Stable Diffusion 1.5 Test

./webui.sh --upcast-sampling --skip-torch-cuda-test --precision full --no-half

Test 1

  • Prompt: “horse in forest”

  • Steps: 20, Sampler: DDIM, CFG scale: 7, Seed: 519288240, Size: 512x512, Model hash: 6ce0161689, Model: v1-5-pruned-emaonly, Version: v1.6.0

  • Time taken: 1 min. 8.3 sec.

Stable Diffusion XL 1.0 Test

SDXL (max resolution 1024x1024) recommends at least 12GB VRAM, so you definitely need to get the Prep 1 step done to allocate 16GB VRAM for iGPU. So, this task is only possible with the $400 mini PC.

./webui.sh --upcast-sampling

Test 1:

  • Prompt: “horse in forest”

  • Steps: 20, Sampler: DDIM, CFG scale: 7, Seed: 1102941451, Size: 1024x768, Model hash: 31e35c80fc, Model: sd_xl_base_1.0, Version: v1.6.0

  • Time taken: 7 min. 41 sec

Test 2:

  • Prompt: “young taylor swift in red hoodie riding a horse in forest”
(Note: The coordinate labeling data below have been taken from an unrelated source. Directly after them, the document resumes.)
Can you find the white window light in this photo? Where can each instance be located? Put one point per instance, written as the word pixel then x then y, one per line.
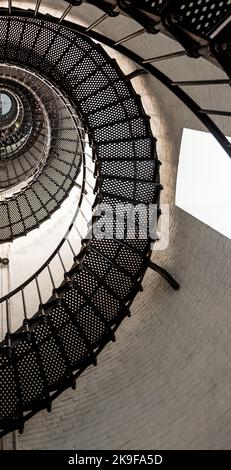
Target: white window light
pixel 204 180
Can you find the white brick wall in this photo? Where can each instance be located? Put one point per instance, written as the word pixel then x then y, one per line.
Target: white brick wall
pixel 165 383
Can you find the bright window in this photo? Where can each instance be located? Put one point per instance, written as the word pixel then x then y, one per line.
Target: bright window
pixel 204 180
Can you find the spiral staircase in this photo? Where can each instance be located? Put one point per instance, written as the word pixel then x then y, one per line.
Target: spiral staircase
pixel 66 94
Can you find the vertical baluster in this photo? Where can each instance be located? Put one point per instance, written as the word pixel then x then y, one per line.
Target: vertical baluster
pixel 37 7
pixel 25 321
pixel 41 309
pixel 71 247
pixel 64 268
pixel 8 324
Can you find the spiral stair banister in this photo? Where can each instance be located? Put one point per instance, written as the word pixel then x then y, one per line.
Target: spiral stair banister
pixel 99 285
pixel 88 284
pixel 73 227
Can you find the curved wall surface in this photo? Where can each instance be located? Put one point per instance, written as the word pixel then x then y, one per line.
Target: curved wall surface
pixel 165 383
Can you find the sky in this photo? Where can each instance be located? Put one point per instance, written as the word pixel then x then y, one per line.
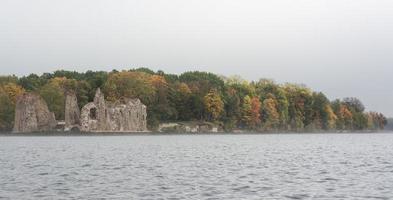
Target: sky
pixel 341 47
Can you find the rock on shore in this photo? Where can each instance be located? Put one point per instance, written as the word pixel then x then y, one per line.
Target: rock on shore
pixel 32 114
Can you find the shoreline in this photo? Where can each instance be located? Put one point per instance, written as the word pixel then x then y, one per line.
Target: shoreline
pixel 62 133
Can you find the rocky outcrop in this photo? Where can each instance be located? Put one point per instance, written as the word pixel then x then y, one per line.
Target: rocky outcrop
pixel 32 114
pixel 72 112
pixel 127 115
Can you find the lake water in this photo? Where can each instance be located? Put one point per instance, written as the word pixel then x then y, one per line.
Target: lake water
pixel 273 166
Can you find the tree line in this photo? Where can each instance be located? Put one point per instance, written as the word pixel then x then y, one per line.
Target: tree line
pixel 231 102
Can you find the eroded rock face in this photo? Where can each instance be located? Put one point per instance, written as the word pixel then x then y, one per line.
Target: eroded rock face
pixel 129 115
pixel 32 114
pixel 72 112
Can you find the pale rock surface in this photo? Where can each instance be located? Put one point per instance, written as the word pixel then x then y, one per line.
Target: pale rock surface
pixel 72 112
pixel 32 114
pixel 128 115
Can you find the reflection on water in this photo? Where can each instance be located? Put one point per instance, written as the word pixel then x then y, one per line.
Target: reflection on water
pixel 285 166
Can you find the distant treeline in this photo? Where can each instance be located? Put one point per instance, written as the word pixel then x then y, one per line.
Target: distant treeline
pixel 389 126
pixel 231 102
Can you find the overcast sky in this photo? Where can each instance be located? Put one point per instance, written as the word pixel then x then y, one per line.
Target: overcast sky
pixel 341 47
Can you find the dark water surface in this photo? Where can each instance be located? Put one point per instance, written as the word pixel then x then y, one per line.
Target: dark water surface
pixel 283 166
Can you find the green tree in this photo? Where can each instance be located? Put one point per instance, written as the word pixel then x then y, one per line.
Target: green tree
pixel 213 105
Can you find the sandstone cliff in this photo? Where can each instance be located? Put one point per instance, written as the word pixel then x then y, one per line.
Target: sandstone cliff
pixel 128 115
pixel 72 112
pixel 32 114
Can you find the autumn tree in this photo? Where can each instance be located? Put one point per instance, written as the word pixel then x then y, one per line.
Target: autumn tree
pixel 213 105
pixel 270 115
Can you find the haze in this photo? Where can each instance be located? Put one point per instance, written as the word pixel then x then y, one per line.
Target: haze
pixel 341 47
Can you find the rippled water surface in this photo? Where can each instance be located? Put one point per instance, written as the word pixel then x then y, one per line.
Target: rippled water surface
pixel 282 166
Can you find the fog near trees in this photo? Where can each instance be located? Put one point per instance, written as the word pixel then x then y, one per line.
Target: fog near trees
pixel 230 102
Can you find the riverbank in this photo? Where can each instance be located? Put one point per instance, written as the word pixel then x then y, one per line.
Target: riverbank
pixel 62 133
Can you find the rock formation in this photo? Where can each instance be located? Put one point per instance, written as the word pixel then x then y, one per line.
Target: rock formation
pixel 72 112
pixel 32 114
pixel 127 115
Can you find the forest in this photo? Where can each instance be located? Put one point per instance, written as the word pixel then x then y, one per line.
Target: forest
pixel 231 102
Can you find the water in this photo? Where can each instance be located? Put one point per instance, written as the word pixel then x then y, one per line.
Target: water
pixel 284 166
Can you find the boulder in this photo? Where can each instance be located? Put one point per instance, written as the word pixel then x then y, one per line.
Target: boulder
pixel 32 114
pixel 127 115
pixel 72 112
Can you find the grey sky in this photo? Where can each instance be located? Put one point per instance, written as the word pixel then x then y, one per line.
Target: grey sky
pixel 341 47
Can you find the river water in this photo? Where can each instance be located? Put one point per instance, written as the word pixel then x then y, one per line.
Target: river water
pixel 271 166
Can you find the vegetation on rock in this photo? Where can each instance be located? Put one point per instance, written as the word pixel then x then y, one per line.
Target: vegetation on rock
pixel 233 102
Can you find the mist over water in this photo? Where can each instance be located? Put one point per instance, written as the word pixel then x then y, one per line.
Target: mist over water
pixel 280 166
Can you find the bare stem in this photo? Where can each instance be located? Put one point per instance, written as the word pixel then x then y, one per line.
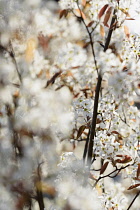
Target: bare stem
pixel 96 100
pixel 133 200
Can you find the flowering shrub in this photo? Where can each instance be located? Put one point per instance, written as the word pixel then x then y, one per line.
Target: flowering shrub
pixel 69 117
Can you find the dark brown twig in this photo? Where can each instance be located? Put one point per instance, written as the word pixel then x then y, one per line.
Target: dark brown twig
pixel 133 200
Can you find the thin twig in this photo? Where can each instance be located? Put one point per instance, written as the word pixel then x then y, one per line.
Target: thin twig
pixel 96 100
pixel 133 200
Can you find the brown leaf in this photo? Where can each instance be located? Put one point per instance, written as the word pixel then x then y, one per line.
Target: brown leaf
pixel 80 13
pixel 107 16
pixel 102 11
pixel 133 186
pixel 81 130
pixel 126 31
pixel 103 168
pixel 138 171
pixel 90 23
pixel 102 31
pixel 63 13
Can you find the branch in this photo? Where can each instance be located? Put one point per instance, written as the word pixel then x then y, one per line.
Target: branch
pixel 96 100
pixel 133 200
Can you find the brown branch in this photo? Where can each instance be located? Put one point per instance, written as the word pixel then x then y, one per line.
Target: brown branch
pixel 133 200
pixel 39 193
pixel 96 100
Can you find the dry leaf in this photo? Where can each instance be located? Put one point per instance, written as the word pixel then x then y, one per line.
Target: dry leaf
pixel 102 11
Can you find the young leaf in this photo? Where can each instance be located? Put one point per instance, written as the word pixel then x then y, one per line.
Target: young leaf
pixel 102 11
pixel 103 168
pixel 133 186
pixel 81 130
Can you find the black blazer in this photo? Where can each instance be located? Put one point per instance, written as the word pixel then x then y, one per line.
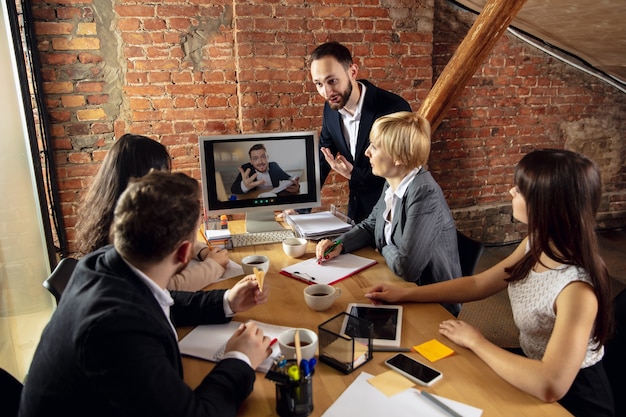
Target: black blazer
pixel 365 187
pixel 109 350
pixel 276 174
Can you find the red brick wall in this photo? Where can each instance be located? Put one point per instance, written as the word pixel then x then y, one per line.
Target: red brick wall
pixel 519 100
pixel 176 70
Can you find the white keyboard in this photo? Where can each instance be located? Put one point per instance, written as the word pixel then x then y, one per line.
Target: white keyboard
pixel 259 238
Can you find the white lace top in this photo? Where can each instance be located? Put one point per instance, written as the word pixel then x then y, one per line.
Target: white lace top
pixel 533 299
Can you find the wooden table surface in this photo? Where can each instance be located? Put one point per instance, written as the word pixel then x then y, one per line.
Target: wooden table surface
pixel 466 378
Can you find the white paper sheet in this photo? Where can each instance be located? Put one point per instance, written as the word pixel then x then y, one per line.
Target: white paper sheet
pixel 364 400
pixel 209 341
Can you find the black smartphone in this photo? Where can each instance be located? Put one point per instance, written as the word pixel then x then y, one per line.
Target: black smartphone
pixel 414 370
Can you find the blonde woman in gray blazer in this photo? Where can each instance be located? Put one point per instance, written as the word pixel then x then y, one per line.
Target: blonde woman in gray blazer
pixel 411 224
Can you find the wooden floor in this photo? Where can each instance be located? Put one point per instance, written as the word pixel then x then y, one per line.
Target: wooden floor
pixel 493 315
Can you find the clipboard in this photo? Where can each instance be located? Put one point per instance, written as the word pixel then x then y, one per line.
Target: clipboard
pixel 329 272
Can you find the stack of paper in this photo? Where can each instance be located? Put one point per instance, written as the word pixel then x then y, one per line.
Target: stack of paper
pixel 317 225
pixel 209 341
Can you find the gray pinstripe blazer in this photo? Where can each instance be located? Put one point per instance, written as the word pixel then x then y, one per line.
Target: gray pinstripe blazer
pixel 424 248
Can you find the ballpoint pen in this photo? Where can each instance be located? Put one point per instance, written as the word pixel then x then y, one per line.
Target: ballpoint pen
pixel 329 250
pixel 390 349
pixel 439 404
pixel 205 239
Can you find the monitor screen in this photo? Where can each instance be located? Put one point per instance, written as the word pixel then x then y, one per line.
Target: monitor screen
pixel 282 168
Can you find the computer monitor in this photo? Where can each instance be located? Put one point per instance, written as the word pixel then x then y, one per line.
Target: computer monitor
pixel 287 157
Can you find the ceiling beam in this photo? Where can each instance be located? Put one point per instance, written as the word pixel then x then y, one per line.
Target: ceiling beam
pixel 469 56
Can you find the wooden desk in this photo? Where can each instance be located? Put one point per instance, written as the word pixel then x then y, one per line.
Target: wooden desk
pixel 466 378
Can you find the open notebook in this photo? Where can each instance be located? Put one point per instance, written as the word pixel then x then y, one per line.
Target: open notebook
pixel 209 341
pixel 329 272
  • Negative prompt: deformities, deformity, deformed eyes, deformed teeth, deformed fingers, deformed face, deformed hands, deformed

  • Steps: 20, Sampler: DDIM, CFG scale: 7, Seed: 2960206663, Size: 1024x1024, Model hash: 31e35c80fc, Model: sd_xl_base_1.0, Version: v1.6.0

  • Time taken: 6 min. 12.3 sec.

Windows 11 and AMD/directml

Although this article focuses on Linux operating systems, you can get Stable Diffusion working in Windows too. Here are my experiments:

https://github.com/lshqqytiger/stable-diffusion-webui-directml

  • First, you need to install Python 3.10.6.
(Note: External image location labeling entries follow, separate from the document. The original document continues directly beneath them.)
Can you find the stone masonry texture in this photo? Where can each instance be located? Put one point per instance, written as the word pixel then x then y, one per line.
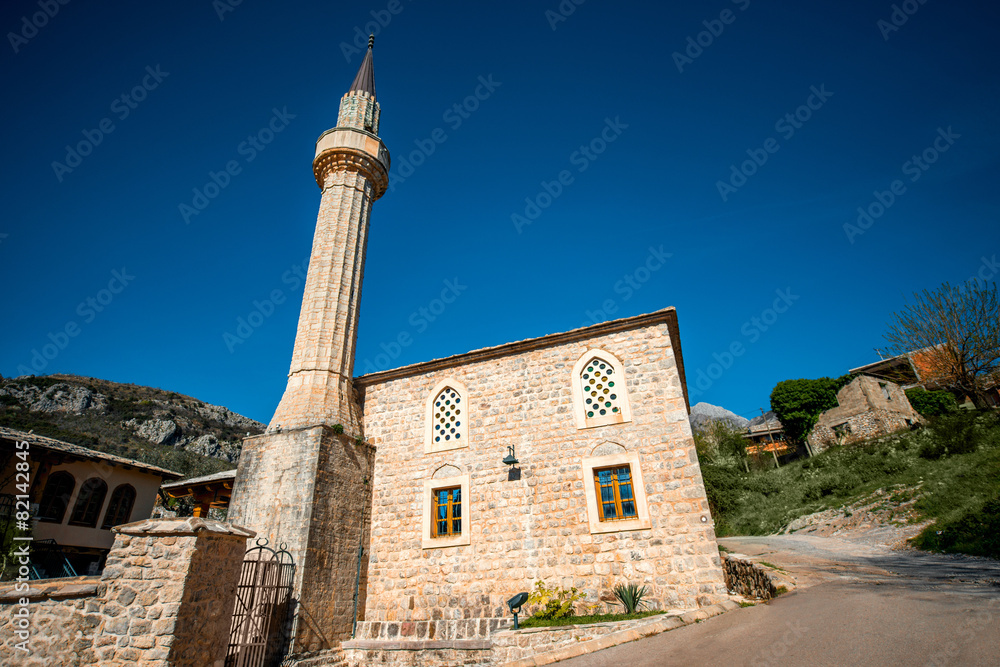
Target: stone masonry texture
pixel 165 598
pixel 864 407
pixel 310 489
pixel 535 528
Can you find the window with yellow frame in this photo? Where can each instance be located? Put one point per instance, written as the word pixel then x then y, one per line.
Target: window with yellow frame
pixel 615 494
pixel 447 517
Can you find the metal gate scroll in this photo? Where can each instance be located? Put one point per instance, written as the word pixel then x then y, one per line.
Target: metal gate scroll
pixel 262 619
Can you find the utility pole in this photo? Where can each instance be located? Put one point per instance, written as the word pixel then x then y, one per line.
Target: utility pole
pixel 771 437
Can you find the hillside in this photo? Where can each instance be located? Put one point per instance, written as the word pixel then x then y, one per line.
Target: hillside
pixel 704 414
pixel 150 425
pixel 939 485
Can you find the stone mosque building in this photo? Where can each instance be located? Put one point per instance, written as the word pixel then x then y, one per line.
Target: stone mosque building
pixel 407 466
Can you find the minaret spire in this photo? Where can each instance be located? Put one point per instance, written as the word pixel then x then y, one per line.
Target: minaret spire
pixel 364 81
pixel 352 169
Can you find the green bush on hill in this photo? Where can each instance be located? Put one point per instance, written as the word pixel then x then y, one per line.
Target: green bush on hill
pixel 931 403
pixel 799 403
pixel 977 532
pixel 952 468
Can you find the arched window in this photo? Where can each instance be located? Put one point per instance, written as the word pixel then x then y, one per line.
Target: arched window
pixel 447 417
pixel 120 506
pixel 599 390
pixel 89 503
pixel 55 497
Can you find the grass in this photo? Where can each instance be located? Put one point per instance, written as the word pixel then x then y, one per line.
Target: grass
pixel 583 620
pixel 954 489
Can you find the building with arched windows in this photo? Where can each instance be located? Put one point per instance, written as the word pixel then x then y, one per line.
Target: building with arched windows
pixel 75 496
pixel 416 501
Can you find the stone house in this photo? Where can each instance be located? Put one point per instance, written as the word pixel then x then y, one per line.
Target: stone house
pixel 76 495
pixel 408 527
pixel 867 407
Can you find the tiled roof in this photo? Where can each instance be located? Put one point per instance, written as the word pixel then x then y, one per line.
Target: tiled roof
pixel 41 442
pixel 214 477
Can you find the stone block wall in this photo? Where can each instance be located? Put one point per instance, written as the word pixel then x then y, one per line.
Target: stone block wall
pixel 746 578
pixel 311 489
pixel 864 407
pixel 63 618
pixel 166 597
pixel 536 527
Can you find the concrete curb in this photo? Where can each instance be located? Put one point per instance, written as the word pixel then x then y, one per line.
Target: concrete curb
pixel 654 627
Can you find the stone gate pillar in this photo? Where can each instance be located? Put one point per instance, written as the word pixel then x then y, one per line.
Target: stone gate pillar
pixel 168 592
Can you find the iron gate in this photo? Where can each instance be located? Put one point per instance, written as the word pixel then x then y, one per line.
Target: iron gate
pixel 262 618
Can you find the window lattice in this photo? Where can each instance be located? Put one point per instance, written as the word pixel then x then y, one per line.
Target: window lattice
pixel 600 394
pixel 448 417
pixel 89 503
pixel 120 506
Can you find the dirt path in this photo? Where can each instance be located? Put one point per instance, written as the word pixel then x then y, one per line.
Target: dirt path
pixel 854 604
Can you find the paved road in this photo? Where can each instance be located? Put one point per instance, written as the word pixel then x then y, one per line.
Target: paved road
pixel 854 605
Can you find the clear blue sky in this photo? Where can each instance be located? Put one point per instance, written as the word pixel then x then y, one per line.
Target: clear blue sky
pixel 680 123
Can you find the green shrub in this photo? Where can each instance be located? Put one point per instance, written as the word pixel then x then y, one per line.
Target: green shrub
pixel 977 532
pixel 931 403
pixel 554 602
pixel 630 596
pixel 799 403
pixel 764 484
pixel 723 487
pixel 952 434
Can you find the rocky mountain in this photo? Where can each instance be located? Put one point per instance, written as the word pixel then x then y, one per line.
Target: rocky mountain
pixel 703 414
pixel 772 420
pixel 150 425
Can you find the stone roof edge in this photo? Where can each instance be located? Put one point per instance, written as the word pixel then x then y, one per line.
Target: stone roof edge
pixel 666 315
pixel 220 476
pixel 180 527
pixel 79 451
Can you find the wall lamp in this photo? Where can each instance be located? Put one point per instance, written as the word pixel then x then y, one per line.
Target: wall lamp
pixel 515 604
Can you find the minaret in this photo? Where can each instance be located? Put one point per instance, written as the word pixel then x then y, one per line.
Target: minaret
pixel 351 167
pixel 305 483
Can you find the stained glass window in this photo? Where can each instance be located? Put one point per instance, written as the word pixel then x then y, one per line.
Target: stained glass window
pixel 616 498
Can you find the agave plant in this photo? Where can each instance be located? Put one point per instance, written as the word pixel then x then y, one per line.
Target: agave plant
pixel 630 596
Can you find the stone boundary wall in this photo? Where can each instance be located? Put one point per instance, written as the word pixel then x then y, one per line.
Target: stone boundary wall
pixel 470 628
pixel 746 578
pixel 63 617
pixel 509 645
pixel 166 597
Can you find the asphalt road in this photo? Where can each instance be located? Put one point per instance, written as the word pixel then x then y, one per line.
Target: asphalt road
pixel 854 605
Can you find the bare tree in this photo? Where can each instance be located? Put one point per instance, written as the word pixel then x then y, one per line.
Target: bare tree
pixel 956 331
  • Add Python 3.10.6 director to PATH.

  • Install git and git clone repo

  • Run webui-user.bat from the file explorer

Test 1:

  • Prompt: “horse in forest”
  • Settings: DPM++ 2M Karras, 512x512, sampling steps 20
  • Time taken: 1m19s

Conclusions

So, are you having fun running your own generative AI models on your new $300 mini PC? I hope you do.
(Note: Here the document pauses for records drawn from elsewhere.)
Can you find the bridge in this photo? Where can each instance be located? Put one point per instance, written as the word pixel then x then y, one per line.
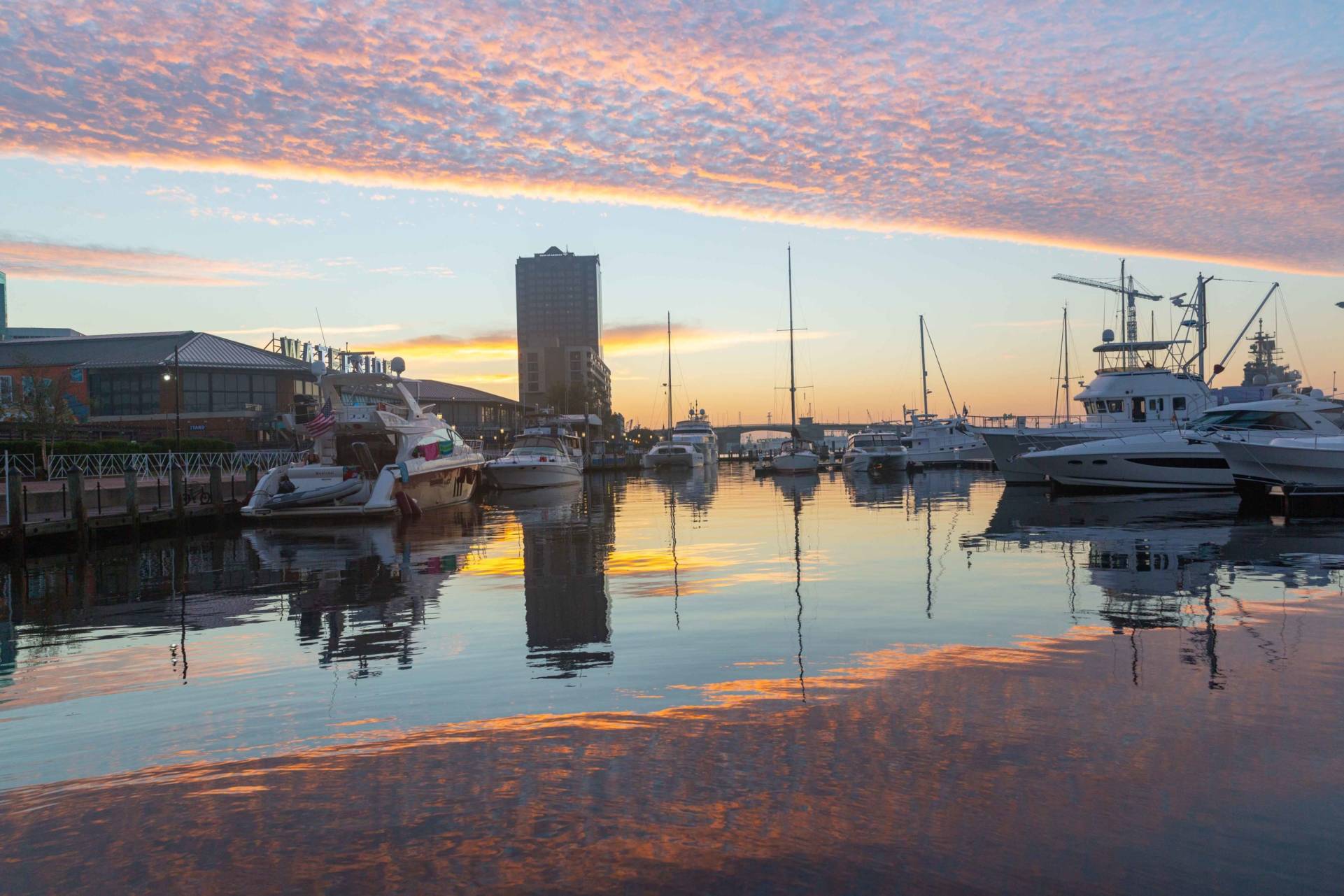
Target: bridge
pixel 808 429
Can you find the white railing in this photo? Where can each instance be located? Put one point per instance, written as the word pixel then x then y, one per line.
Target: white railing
pixel 162 465
pixel 20 464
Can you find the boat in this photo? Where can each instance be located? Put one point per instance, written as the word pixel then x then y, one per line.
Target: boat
pixel 1291 465
pixel 1183 458
pixel 670 452
pixel 697 432
pixel 798 456
pixel 546 455
pixel 376 450
pixel 1131 394
pixel 940 441
pixel 874 452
Open-source AI models running on personal devices is one of the most exciting areas for tinkers since none of us will have the massive GPU pool to actually train a foundational model. This will enable a new generation of apps that are both super smart while still preserving our data privacy.

What next?

  • Run it on even smaller embedded devices: e.g., Raspberry Pi

  • Run it on your smartphones (llama.cpp does support iOS and Android)

And happy tinkering with AI, open source, and on-device!